Une injection pour remplacer le pacemaker

Des chercheurs américains ont testé l'injection du gène TBX18 dans le coeur pour accélérer le rythme cardiaque. Grâce à cette méthode, les chirurgiens n'auraient plus besoin d'opérer les patients pour leur poser un pacemaker.

0
2545
Des chercheurs américains ont testé l'injection du gène TBX18 dans le coeur pour accélérer le rythme cardiaque. ©ShutterStock

La cardiologie est-elle en passe de connaître une révolution ? Des chercheurs de l’Institut cardiaque Cedars-Sinaï (Etats-Unis) espèrent un jour remplacer le traditionnel pacemaker par l’injection du gène TBX18 dans le coeur. Les premiers essais menés sur des porcs se sont en tout cas révélés concluants.
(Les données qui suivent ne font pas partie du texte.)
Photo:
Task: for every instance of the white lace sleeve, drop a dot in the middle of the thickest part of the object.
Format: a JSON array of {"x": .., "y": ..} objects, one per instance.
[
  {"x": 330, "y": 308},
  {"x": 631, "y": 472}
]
« Ce développement annonce une nouvelle ère pour la thérapie génique dans laquelle les gènes ne seront plus seulement utilisés pour corriger une déficience, mais pour faire muter une cellule afin de soigner une maladie », a déclaré Eduardo Marban, directeur de l’Institut et principal auteur de cette étude. “C’est la première fois qu’une cellule cardiaque a pu être préprogrammée dans un organisme animal afin de soigner une maladie”, s’est-il réjoui.

Des recherches complémentaires nécessaires

L’étude publiée dans la revue Science Translation Medicine détaille le processus utilisé : le gène est introduit dans une zone aussi grande qu’un grain de poivre, située dans la chambre pompante principale. Le gène transforme alors certaines cellules normales en des cellules sinusales dont la fonction est de diriger le rythme cardiaque.

« Nous avons créé un nouveau noeud sinusal dans une partie du coeur qui d’ordinaire diffuse les pulsations mais ne les génère pas », a résumé Eduardo Marban lors d’une conférence de presse présentant l’étude. « Le nouveau noeud créé prend ensuite le relais, tel un pacemaker. »

Le processus a été testé sur des porcs souffrant d’un bloc cardiaque, une maladie grave due au mauvais fonctionnement du système d’impulsions électriques du coeur qui, en conséquence de cette dégénérescence, provoque une arythmie cardiaque. Dès le lendemain de l’injection, les coeurs des porcs battaient plus fort que ceux de leurs congénères non traités.

Les chercheurs de l’Institut cardiaque devront néanmoins mener des recherches complémentaires pour s’assurer que ces injections ne provoquent aucun effet secondaire indésirable.